July 20, 2014
Maine

Wind blows good and bad on Vinalhaven

By Tux Turkel, Staff Writer | Portland Press Herald | July 19, 2014 | www.pressherald.com

VINALHAVEN – Sally and David Wylie are having an addition built onto their island vacation home. A patio door admits views of the woods and water, but the sunny, southern exposure has no windows. That south wall is a foot thick, and stuffed with sound-deadening insulation.

“On a bad day, we can get away from it,” David Wylie said. The Wylies are creating an acoustic cocoon for their new bedroom to get away from the “whomp, whomp, whomp,” the airplane-like drone and the low-frequency resonation that they experience periodically from the three massive wind turbines that are clearly visible from their deck.

“We moved out here for the peace and quiet,” Sally Wylie said. “We didn’t want any of this and we’re very sad.”

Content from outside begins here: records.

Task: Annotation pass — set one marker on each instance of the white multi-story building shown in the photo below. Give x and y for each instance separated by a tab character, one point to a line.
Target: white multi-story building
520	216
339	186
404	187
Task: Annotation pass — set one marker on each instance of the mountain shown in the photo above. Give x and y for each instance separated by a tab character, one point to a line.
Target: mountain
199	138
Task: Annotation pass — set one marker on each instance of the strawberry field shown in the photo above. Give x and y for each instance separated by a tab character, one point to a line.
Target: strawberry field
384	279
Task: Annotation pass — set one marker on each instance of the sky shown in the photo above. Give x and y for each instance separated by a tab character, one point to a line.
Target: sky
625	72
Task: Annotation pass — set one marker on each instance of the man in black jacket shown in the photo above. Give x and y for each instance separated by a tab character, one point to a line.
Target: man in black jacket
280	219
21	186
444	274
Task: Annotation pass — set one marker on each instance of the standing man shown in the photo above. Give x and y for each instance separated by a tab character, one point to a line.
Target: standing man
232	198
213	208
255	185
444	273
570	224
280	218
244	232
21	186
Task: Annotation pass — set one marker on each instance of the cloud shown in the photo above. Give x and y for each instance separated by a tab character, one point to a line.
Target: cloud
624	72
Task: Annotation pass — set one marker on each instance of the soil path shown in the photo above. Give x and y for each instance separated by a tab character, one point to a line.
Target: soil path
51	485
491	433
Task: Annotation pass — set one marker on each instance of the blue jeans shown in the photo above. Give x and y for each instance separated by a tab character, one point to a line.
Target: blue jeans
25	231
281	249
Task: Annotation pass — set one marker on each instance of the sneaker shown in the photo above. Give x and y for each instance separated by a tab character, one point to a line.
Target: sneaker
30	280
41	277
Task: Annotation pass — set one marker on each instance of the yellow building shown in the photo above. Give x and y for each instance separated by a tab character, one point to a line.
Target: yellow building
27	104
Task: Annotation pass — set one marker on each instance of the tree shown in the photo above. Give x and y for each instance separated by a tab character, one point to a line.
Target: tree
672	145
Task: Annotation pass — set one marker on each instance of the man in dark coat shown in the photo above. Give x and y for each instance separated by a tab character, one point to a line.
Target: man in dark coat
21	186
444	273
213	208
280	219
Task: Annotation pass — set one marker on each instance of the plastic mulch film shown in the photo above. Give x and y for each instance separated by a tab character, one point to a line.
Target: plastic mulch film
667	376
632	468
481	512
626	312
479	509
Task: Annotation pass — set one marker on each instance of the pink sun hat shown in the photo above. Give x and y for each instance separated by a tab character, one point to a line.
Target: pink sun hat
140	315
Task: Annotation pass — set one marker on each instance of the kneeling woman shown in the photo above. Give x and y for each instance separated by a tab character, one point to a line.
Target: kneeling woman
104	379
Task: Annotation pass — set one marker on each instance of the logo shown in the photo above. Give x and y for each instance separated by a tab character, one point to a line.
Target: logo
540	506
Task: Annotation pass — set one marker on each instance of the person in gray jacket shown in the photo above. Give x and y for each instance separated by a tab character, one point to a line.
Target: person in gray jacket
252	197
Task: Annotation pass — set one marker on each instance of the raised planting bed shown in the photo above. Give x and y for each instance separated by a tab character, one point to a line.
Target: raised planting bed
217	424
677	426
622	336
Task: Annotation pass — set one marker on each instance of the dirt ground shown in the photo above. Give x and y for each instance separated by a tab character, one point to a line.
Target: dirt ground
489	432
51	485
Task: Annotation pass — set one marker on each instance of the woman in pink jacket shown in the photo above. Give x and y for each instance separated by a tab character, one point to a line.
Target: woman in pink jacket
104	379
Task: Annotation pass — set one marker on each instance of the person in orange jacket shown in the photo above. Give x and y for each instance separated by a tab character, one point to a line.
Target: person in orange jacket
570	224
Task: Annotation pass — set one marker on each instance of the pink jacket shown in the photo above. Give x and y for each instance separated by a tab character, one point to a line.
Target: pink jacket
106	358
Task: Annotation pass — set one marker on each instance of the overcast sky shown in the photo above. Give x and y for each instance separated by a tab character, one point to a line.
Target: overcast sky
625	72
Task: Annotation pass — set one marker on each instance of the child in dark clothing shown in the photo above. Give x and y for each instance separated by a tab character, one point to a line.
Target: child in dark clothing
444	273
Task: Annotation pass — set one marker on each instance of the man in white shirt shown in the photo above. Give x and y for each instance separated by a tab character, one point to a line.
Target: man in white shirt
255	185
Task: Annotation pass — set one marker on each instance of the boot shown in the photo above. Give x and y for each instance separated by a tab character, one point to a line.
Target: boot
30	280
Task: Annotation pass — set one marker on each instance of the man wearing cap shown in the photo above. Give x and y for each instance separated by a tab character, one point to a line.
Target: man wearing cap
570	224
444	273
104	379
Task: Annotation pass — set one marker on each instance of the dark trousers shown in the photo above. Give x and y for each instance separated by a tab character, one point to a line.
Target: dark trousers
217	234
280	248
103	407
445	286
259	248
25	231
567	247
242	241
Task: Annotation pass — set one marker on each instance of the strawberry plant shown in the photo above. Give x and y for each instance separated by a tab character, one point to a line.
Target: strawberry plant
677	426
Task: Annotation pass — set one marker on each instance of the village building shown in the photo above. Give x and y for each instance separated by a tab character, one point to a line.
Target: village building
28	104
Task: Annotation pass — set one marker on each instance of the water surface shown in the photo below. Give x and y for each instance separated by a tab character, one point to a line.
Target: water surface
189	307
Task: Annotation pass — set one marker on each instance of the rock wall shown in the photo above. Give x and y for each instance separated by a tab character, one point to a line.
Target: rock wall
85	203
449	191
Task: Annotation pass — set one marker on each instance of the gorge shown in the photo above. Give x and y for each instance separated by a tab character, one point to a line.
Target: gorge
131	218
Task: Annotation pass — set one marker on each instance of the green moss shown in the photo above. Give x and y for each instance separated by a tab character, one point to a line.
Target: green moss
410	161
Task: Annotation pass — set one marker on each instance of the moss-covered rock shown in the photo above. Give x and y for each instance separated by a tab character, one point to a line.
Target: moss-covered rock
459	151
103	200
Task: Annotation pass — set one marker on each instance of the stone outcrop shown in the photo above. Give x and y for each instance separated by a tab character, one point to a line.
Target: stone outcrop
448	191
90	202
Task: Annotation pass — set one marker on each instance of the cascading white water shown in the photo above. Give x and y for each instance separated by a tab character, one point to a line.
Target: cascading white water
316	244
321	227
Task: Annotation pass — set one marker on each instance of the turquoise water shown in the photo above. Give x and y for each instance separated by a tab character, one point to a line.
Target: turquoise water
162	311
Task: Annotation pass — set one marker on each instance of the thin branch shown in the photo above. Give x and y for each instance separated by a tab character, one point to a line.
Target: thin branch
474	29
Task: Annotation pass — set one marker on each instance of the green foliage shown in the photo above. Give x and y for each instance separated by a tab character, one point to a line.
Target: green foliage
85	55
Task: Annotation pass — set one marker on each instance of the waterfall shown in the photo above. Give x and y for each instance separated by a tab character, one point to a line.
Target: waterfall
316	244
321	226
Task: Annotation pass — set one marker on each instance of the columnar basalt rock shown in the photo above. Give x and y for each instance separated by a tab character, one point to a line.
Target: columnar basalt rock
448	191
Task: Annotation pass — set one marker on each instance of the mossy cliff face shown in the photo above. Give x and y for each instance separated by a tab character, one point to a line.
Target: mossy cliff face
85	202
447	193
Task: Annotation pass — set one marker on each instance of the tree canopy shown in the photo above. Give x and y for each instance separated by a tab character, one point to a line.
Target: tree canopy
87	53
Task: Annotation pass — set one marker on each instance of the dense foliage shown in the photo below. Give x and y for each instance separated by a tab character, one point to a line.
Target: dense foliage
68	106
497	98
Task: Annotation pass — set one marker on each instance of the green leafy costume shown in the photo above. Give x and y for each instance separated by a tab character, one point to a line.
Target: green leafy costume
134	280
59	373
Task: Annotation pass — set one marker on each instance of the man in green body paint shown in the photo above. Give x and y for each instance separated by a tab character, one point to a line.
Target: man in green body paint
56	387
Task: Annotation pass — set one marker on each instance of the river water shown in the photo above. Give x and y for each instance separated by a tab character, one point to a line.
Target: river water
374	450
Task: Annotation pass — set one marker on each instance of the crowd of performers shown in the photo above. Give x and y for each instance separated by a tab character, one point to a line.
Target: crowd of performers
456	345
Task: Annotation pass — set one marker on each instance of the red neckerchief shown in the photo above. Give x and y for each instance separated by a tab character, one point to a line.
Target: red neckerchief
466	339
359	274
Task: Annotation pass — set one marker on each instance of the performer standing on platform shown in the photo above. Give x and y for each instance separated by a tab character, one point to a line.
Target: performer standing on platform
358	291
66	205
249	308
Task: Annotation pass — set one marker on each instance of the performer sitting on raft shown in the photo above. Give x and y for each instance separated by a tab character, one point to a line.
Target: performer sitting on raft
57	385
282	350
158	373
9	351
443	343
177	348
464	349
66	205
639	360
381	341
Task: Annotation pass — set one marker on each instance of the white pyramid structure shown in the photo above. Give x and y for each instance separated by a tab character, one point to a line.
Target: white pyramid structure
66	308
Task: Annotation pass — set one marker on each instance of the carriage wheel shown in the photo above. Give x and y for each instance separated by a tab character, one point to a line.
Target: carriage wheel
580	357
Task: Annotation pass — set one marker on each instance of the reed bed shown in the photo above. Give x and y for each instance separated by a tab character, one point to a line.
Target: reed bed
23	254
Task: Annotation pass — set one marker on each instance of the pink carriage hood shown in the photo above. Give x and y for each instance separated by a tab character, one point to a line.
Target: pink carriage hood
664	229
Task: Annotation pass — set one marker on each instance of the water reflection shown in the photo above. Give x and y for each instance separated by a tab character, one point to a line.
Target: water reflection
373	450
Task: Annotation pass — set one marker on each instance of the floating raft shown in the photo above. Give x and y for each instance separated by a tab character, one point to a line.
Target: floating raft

Five years ago this November, the residents of Vinalhaven and North Haven became part of an alternative energy experiment that drew national attention. Burdened by high electric rates, they erected New England’s largest coastal wind project, a proud achievement for a small island community, 12 miles out to sea from Rockland.

Today, the Fox Islands Wind Project is the tallest structure in Penobscot Bay. Standing higher than a football field is long, 388 feet from ground to blade tip, the turbines are visible from miles away.

For people who glimpse them on the horizon, for passengers on the ferry between Rockland and Vinalhaven, for neighbors who live in their shadows, the turbines have become a powerful symbol.

But a symbol of what?

Are they a national model for community-based, renewable energy development? Is the $15 million project a success story of how rural residents came together to finance and build a wind farm that now provides 60 percent of their power?

Or are the towers an emblem of wind energy’s shortcomings? Is this a cautionary tale of how turbine noise from a project built too close to homes continues to tear apart a community’s tranquility?

There are no firm answers, nearly five years on.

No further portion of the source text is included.